Франсуа уже обнял Сибиллу, просунул свои руки под ее опущенные и сомкнул у нее на талии. Голову Франсуа поднял и тоже смотрел, как на незнакомцев, на пару, что отражало изголодавшееся зеркало. Светло-бежевый костюм Сибиллы и бежевая, но чуть темнее, блузка оттеняли ее загар, – загореть она успела за ту неделю, что они скромно провели в Турени. Золотистые волосы Сибиллы мягко светились в полутьме, тело в тумане зеркала теряло очертания, и из телесного облака, казалось, рождался мужчина с рыжиной в каштановой гриве волос и карих глазах, его руки с тонкими мальчишескими запястьями и большими мужскими кистями смыкались на измятой юбке женщины. «Парочка под хмельком, образца 1990 года», – мгновенно определила Сибилла с откровенной насмешкой, смешок у нее даже вырвался, и они тут же двинулись бы дальше, но тут тусклый, в духе дома свиданий, свет внезапно погас, оставив их в потемках и запечатлев на сетчатке двойной образ, странный и чем-то смущающий. Что за световые эффекты в духе театра Гиньоль? Сибилла даже растерялась. Зато не растерялся Франсуа. Он тут же повернул Сибиллу к себе и, тесно прижав и не отпуская, маленькими шажками двинулся с ней в глубину потемок за поворот все того же адского коридора, где – Сибилла вспомнила – стояло плетеное кресло-качалка, что неведомо как забрело сюда из туманной дали времен. «Да они же ставили Оскара Уайльда… „Как важно быть серьезным“, вот в чем дело!» – сообразила она, опускаясь в кресло, а ее любовник, прерывисто дыша, прижимался к ней все теснее, и она не противилась, она уже отвечала ему, она уже успокоилась.

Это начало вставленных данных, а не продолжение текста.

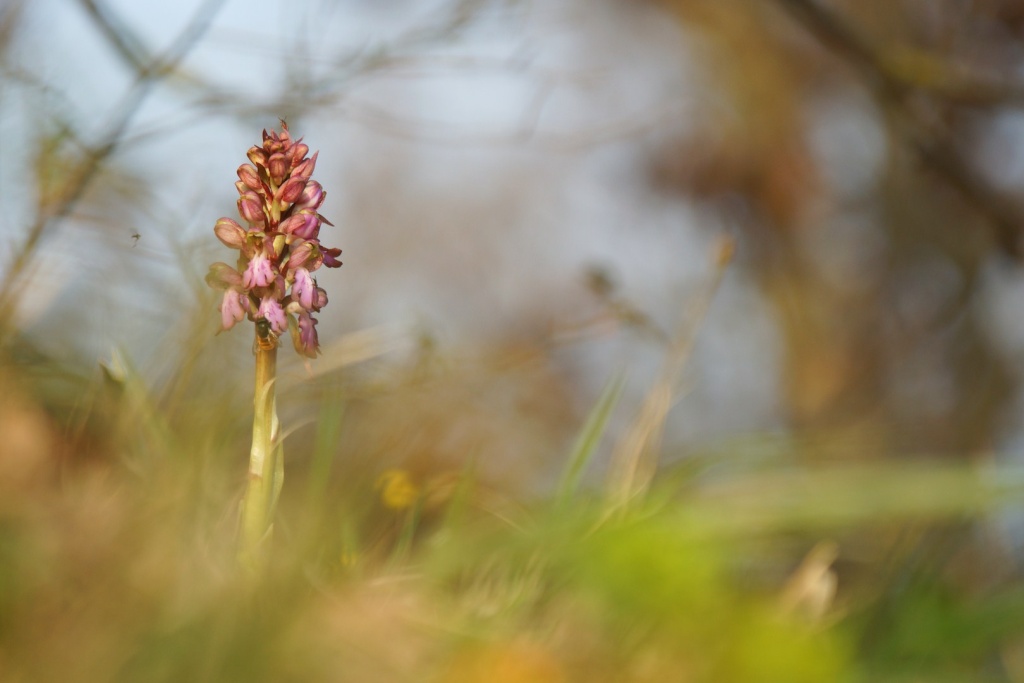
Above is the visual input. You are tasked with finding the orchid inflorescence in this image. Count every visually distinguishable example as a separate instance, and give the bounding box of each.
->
[206,121,341,357]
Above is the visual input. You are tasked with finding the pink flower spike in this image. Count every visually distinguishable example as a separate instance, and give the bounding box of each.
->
[239,191,266,225]
[242,252,273,290]
[278,174,306,204]
[292,311,319,358]
[295,180,327,211]
[312,287,327,310]
[290,140,309,167]
[292,268,316,310]
[279,211,319,240]
[287,241,313,270]
[220,289,249,330]
[239,164,263,191]
[206,261,242,290]
[321,248,341,268]
[256,297,288,335]
[266,152,288,185]
[292,152,319,180]
[213,218,246,249]
[246,146,266,166]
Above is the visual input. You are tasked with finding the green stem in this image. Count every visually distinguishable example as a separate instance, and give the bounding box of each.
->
[239,338,284,568]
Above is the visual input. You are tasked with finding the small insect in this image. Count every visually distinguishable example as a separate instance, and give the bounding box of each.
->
[253,317,278,353]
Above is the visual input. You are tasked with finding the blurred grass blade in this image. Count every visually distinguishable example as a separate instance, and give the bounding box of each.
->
[306,398,345,514]
[557,373,626,505]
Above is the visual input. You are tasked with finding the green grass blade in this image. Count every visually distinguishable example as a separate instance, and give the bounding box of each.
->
[557,374,626,505]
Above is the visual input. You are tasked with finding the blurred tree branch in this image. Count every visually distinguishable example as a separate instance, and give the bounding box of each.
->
[0,0,224,343]
[774,0,1024,259]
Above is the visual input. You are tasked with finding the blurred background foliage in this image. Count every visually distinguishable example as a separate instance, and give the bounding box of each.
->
[0,0,1024,683]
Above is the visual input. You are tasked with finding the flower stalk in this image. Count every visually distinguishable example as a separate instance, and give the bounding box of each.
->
[206,122,341,566]
[239,339,285,567]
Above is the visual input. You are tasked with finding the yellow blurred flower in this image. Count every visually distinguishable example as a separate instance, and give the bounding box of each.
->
[374,470,420,510]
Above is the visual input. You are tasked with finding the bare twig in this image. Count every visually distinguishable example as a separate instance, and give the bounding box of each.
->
[774,0,1024,259]
[0,0,224,342]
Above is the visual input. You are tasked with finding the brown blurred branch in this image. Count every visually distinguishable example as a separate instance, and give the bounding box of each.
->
[0,0,224,343]
[774,0,1024,259]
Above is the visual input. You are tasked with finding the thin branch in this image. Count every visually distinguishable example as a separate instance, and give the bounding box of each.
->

Анри Бертомьё напоминал постаревшего героя-любовника, только из очень уж давних, неведомо до какой из войн, времен. Прилизанные волосы, двусмысленно подведенные глаза – намек на пороки, к которым он не был привержен, – маленький, слишком твердо очерченный рот, слишком ровные и слишком белые зубы – все говорило, что их хозяин не столько дорожит модой определенного времени, сколько пренебрегает современной, – но то была ложь: за современной модой Бертомьё следил очень внимательно.
Вот уже двадцать лет он называл себя директором театра «Опера», будучи его владельцем, и все эти двадцать лет, прячась за созданный им из себя самого призрак, повторял постановки заурядных, но обеспечивших себя успехом пьес или сдавал сцену труппам из провинции, словом, на целых два десятилетия превратил театр в обычное коммерческое предприятие. Но и коммерция себя не оправдала, и ему пришлось искать помощи, так появился второй директор, а вернее, содиректриса, соуправительница или совладелица – точно не знал никто. Но если говорить правду, то Бертомьё был вынужден продать половину своих прав на театр одной даме, достаточно богатой, чтобы ее купить. Новая совладелица не была парижанкой, но лет двадцать или тридцать назад играла в Париже, не оставив по себе ни малейшей памяти. Забыли ее настолько прочно, что и сейчас о ней было известно одно: она – вдова богатейшего из промышленников Дортмунда и вернулась в Париж после долгой и небезвыгодной ссылки. Не сохранив ни единого воспоминания о Муне Фогель, все знали ее имя, и именно с ней и предстояло сегодня встретиться Сибилле и Франсуа.